L'église, située au coeur de la ville et à seulement quelques pas de la grande mosquée, est dépourvue de décorations de Noël sur sa façade. Seuls une douzaine de policiers et de soldats étaient visibles sur les lieux, les chrétiens d'Indonésie ayant fait l'objet de plusieurs attaques ces dernières années.
Mais une fois à l'intérieur de cette église de style colonial, les fidèles ont pu profiter d'un grand sapin de Noël, de guirlandes et d'une chorale chantant la version indonésienne de "Douce nuit, Sainte nuit".

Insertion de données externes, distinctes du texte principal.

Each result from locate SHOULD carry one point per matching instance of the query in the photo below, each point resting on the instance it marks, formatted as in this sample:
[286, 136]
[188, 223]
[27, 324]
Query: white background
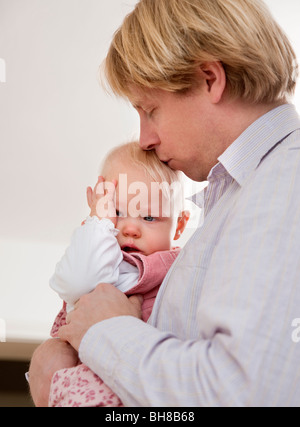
[56, 124]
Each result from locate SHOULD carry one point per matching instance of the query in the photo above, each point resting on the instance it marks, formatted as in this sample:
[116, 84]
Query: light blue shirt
[221, 330]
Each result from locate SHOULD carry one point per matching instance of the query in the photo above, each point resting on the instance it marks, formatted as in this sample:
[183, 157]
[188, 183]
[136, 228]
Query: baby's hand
[101, 200]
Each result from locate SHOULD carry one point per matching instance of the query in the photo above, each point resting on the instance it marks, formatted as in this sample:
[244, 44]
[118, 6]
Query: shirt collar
[247, 151]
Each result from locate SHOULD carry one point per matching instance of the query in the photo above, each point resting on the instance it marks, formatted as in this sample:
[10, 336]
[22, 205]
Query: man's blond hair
[162, 42]
[159, 173]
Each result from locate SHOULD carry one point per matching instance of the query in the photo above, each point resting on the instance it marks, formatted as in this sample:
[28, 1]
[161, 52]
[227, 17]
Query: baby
[136, 213]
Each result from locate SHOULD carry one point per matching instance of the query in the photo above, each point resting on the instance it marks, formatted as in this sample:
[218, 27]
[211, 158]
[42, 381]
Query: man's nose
[148, 136]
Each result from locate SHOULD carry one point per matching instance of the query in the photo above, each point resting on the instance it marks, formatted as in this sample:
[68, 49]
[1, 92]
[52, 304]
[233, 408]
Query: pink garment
[79, 386]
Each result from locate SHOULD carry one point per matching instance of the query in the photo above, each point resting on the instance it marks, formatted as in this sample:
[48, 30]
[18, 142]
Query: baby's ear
[181, 224]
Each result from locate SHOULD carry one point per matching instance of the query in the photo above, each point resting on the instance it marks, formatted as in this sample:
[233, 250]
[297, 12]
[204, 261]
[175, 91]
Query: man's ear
[181, 224]
[214, 75]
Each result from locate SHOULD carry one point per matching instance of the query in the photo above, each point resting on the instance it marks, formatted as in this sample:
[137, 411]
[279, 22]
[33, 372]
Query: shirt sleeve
[94, 256]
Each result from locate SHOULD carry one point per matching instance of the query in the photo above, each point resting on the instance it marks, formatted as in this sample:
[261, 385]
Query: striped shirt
[221, 332]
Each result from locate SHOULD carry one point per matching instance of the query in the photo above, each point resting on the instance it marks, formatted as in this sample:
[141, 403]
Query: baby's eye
[149, 218]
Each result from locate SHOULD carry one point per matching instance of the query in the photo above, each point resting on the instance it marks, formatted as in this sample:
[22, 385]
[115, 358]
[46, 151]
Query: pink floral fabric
[79, 386]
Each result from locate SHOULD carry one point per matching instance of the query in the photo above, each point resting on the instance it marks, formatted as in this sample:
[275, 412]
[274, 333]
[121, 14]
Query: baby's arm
[94, 254]
[93, 257]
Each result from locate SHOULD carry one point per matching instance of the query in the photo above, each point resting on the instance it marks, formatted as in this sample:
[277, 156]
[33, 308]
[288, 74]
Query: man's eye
[149, 218]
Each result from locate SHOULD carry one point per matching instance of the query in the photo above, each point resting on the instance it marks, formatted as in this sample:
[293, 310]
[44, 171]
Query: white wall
[55, 125]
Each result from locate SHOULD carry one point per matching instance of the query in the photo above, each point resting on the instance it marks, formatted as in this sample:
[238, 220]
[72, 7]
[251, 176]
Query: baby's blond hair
[155, 169]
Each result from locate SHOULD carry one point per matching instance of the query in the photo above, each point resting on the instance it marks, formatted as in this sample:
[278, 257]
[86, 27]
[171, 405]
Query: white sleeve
[93, 257]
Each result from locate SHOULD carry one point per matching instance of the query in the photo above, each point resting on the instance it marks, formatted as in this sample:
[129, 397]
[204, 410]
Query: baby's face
[145, 218]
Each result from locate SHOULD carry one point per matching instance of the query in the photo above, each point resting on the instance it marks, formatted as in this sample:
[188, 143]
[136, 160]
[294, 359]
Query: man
[211, 82]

Le son de l'appel a la prière était perceptible autour de l'église au moment des préparations de Noël.
"En sécurité"
Les catholiques de Banda Aceh préfèrent une cérémonie discrète qui leur permet de se concentrer sur eux-même. les décorations de Noël sont donc mises en place seulement 24h avant le grand jour selon le directeur de l'église Baron Ferryson Pandiagan.
"Les catholiques de Banda Aceh s'assimilent bien aux autres religions, malgré les règles selon lesquelles Aceh doit être gérée selon la charia. Cela ne nous dérange pas du tout", a déclaré M. Pandiangan.
Mais être une minorité dans une région a grande majorité musulmane n'est pas toujours facile.
Il n'y a que 19 églises catholiques à Aceh, tandis que les protestants en disposent de plus de 180.
A Banda Aceh, les catholiques se mêlent aux croyants d'autres religions, les deux se trouvent liés par le traumatisme commun du tsunami dévastateur de 2004, qui a tué environ 60.000 personnes dans cette ville au lendemain de Noël.
Leur église a également été victime de ces vagues géantes, inondée d'une boue épaisse tandis que le tremblement de terre a détruit une partie de ses murs.
Chaque année le 26 décembre, les fidèles se rassemblent pour commémorer l'événement tragique et pour prier pour les victimes.
Si Noël y est moins festif que dans d'autres parties du monde, la joie est toujours au rendez-vous dans l'église qui est devenue leur petite oasis.
"Je me sens à l'aise et en sécurité pour prier ici car la sécurité est de mise", a déclaré à l'AFP Lisbetty Purba, une fidèle.
Cette femme au foyer de 35 ans originaire de la province de Sumatra Nord, où de nombreux chrétiens vivent, raconte que quand elle a déménagé a Banda Aceh il y a quatre ans, elle avait quelques appréhensions, mais a vite réalisé que ses inquiétudes étaient infondées.
J'aime vraiment vivre ici, J'ai rencontré de bons voisins qui sont gentils avec moi" a-t-elle déclaré.
"La clé est la communication et le partage."